Rita Anderson v Wongaburra Aged Care
[2022] FWC 69
•17 JANUARY 2022
| [2022] FWC 69 |
| FAIR WORK COMMISSION |
| DECISION |
Fair Work Act 2009
s.394—Unfair dismissal
Rita Anderson
v
Wongaburra Aged Care
(U2021/9366)
| DEPUTY PRESIDENT LAKE | BRISBANE, 17 JANUARY 2022 |
Application for an unfair dismissal remedy – whether the Applicant was dismissed – whether the application was made outside of statutory timeframe and if so, whether extension of time should be granted – where the Applicant was not dismissed – jurisdictional objection upheld – application dismissed
Rita Anderson (the Applicant) lodged an application with the Fair Work Commission (the Commission) for an unfair dismissal remedy pursuant to s.394 of the Fair Work Act 2009 (the Act) in relation to the termination of her employment by Wongaburra Aged Care (the Respondent).

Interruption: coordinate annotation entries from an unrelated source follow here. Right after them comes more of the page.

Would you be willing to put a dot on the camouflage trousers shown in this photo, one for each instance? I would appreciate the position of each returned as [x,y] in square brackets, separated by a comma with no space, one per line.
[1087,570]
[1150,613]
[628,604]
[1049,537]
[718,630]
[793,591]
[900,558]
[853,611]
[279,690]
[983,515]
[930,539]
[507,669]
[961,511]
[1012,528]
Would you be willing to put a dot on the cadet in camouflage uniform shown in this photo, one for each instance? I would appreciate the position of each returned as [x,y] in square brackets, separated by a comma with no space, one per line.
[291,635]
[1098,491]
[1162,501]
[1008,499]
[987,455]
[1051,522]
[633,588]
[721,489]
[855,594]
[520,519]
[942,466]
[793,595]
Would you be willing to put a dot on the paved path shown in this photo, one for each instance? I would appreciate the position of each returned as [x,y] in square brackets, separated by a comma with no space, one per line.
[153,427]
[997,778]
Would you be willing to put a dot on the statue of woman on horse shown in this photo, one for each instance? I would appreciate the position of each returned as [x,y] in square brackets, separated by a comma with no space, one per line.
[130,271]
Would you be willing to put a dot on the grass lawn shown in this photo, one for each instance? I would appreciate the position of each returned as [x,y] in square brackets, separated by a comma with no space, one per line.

The Applicant’s employment with the Respondent terminated with effect from 14 September 2021. The unfair dismissal application was officially lodged on 19 October 2021, 35 days later.
There were two jurisdictional questions before me. First, whether the Applicant was dismissed within the meaning of the Act and if so, when. Second, if the application was lodged out of time whether an extension should be granted. A hearing was held before me via Microsoft Teams on 20 December 2021, at which the Applicant appeared on her behalf and Nadia Marroni and Roslyn Browning appeared for the Respondent.
Facts
This dispute arises in the context to the mandatory vaccination directive issued by the government and implemented by the Respondent. The sequence of events which led to the end of the Applicant’s employment were agreed by the parties. I have summarised them below.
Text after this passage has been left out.